Monday, June 17, 2013

The film just made me happy

I was in New York City and had a couple hours to kill. I was considering just walking around and enjoying the nice weather, or even try out CitiBike. Then I remembered, Much Ado About Nothing is shown in select theaters around the city! I was happy to find a theater showing the movie, only a mile away from where I was.

I was ridiculously excited about this movie; so much so that I was getting anxious during the 20 minutes of trailers.
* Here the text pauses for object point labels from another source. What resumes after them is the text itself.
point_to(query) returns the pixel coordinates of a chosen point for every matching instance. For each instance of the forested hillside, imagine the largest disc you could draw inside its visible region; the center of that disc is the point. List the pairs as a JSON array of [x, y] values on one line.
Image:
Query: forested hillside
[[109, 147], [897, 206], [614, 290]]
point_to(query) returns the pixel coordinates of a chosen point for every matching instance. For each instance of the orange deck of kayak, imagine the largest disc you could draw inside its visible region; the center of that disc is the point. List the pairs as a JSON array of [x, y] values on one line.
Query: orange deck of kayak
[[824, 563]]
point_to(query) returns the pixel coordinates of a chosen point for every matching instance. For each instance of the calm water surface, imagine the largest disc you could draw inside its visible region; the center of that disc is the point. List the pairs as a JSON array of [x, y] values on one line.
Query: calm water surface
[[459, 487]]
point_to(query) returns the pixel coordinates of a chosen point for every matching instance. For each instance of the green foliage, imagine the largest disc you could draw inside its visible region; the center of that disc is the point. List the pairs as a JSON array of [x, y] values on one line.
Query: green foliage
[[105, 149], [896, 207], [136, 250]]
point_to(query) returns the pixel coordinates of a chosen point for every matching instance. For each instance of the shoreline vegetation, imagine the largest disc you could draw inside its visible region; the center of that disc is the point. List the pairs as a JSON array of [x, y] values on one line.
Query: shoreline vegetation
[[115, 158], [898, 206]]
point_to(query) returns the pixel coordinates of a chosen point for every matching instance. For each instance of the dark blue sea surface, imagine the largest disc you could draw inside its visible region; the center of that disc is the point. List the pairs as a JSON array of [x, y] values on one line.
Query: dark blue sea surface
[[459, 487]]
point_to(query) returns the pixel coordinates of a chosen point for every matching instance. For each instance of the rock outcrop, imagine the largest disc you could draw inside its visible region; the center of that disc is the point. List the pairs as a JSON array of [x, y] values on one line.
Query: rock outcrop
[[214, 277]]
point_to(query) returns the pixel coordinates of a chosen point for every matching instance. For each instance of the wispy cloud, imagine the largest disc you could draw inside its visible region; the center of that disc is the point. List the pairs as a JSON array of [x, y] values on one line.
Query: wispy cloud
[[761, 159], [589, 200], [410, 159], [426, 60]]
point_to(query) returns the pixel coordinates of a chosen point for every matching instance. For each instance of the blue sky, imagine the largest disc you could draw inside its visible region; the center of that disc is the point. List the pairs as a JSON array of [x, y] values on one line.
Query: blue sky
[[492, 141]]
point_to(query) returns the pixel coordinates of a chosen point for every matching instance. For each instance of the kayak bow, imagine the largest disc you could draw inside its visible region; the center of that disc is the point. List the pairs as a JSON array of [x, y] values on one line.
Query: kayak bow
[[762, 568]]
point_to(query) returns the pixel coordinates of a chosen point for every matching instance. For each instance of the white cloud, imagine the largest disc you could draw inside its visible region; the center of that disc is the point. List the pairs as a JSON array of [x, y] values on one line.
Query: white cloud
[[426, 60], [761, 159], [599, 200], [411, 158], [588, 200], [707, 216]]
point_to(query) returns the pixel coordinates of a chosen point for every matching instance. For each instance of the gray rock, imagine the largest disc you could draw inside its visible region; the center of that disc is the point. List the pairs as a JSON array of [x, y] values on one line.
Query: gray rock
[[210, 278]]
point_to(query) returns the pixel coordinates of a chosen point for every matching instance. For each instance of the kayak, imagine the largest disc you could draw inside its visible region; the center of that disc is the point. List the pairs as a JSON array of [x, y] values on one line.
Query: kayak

The "home movie" feel was present from the beginning of the movie; I mean, ignoring the Lionsgate and Roadside logos/credits (what is that called?), the title sequence was mostly plain text on black background. In all honesty, I was a bit worried when the movie started. I wanted to love this movie so much that I was afraid it wouldn't live up to my expectations. I only know of two adaptations of the play: Kenneth Branagh's movie and Catherine Tate-David Tennant's play, and I've enjoyed them both.

This film didn't start well for me; the black & white and the Shakespeare language took longer than I wished to get used to. The slight movements of the camera, while goes in line with the "home movie" feel, also distracts me from the scene sometimes. I spent the first few minutes trying to get used to the film itself.

However, once you're in, you're in. This has been mentioned a number of times during interviews with cast and creator, and I should have believed it. And I was in awe the moment Amy Acker delivered her first of Beatrice's long monologues. Acker was really amazing throughout the movie. And I now understand why Joss decided to kill off Fred on Angel to bring in Illyria instead. I also adored Alexis Denisof, who I think should be in more films I can watch. Side note: I'm so happy that he decided to join Twitter; I can now read tweets in his voice and it's wonderful. Wes and Fred got their happy ending this time. And I now want to watch Angel again.

My favorite lines from the play:
The world must be peopled. When I said I would die a bachelor, I did not think I should live till I were married.
I'm happy that Denisof's delivery received big laughs at the theater. Also receiving big laughs: anytime Nathan Fillion and Tom Lenk appeared on screen. Those two were hilarious! The coat mix-up and car key scenes were simple yet brilliant comedy, and I'm happy to learn that it was Fillion or Lenk themselves who came up with them. The comedic performances in this film were quite impressive. Actually, the performances in general were great. Sean Maher being all evil? Yum!

This scene of this picture -- the picture that was released with the movie's announcement a while back -- was very funny. And I love that they used this still when they announced the movie because it doesn't make sense; it doesn't point to Much Ado About Nothing at all. Or does it, with the play being about nothing and all.

As Joss mentioned himself, the play is pretty ridiculous in the sense that a father, who by all accounts is a good man, would rather his only daughter die than shame their names, without proof other than some men's words. During that part, I had to force myself to see past the absurdity. The Beatrice/Benedick scenes that followed made up for it, though.

I left the theater happy, and even fuller of admiration of Joss Whedon and his regular Whedonites.

Seriously, I need to rewatch Angel and follow Wes from being his adorable foolish self to his badass hero self. I can't wait for the next Whedon work (which is very likely to be Avengers 2, not until 2015).